Mentiroso, eu digo, você não tem estrelas nos olhos, não sabe que as coisas
estão fora desse altruísmo esperançoso que circula pelo teu desejo me fazer teu
cumplice. Ah sonho, por que você se vai quando podíamos amanhecer abraçadinho e
mais tarde poder tomar um chocolate quente, nesse inverno que resseca a pele e dói
os ossos? Só ouço a porta bater ao longe e os cabelos dele a balançar lá
embaixo, bem antes de pedir que volte mais tarde. Ele me faz bem porque nunca
tenho a sensação de estar só, embora seja este mesmo a fluidez com que a
sensação me invade e me toma. Mas sabe quando você está para tomar uma decisão,
e mesmo que seja só inspiração, você sabe que precisa ir adiante? Pois é, ele
quando chega, não tem futuro certo, logo a decisão já aparece tomada e
calculada, mesmo que haja prejuízo. O sonho é bem cruel, mas de uma sabedoria
invisível, ele flerta com a minha ânsia quase sempre, embora eu nunca preste
atenção no tempo escorrendo, sim, porque essa coisa de ir apenas por ir, cansa.
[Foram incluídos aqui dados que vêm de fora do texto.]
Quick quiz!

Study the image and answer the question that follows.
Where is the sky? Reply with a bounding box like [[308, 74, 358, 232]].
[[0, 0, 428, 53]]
Tenho enfrentado muitas coisas por ele. Gostam de alimentá-lo com nomes:
felicidade, gozo, alegria, paz interior, etc., ai, tanta coisa boba que me
irrita. Basta o tempo passar e logo perguntam: e o sonho? Porra, não sei mais
dele. Nunca me deu valor, fingiu que eu era, mas nunca me reconheceu, nunca me
disse um oi, tá, andou pelas esquinas a me espiar pra voltar pra casa sozinho,
mas e daí, muito pouco. Eu gritei e morri de amor, nunca me traí pra seguir adiante
com ele. Briguei com todo mundo, fui xingado, mas de nada adiantou. Ah sonho,
se você soubesse o quanto eu ainda te amo... mas eu não posso mais. A partir de
hoje fecharei a porta dos meus sentidos.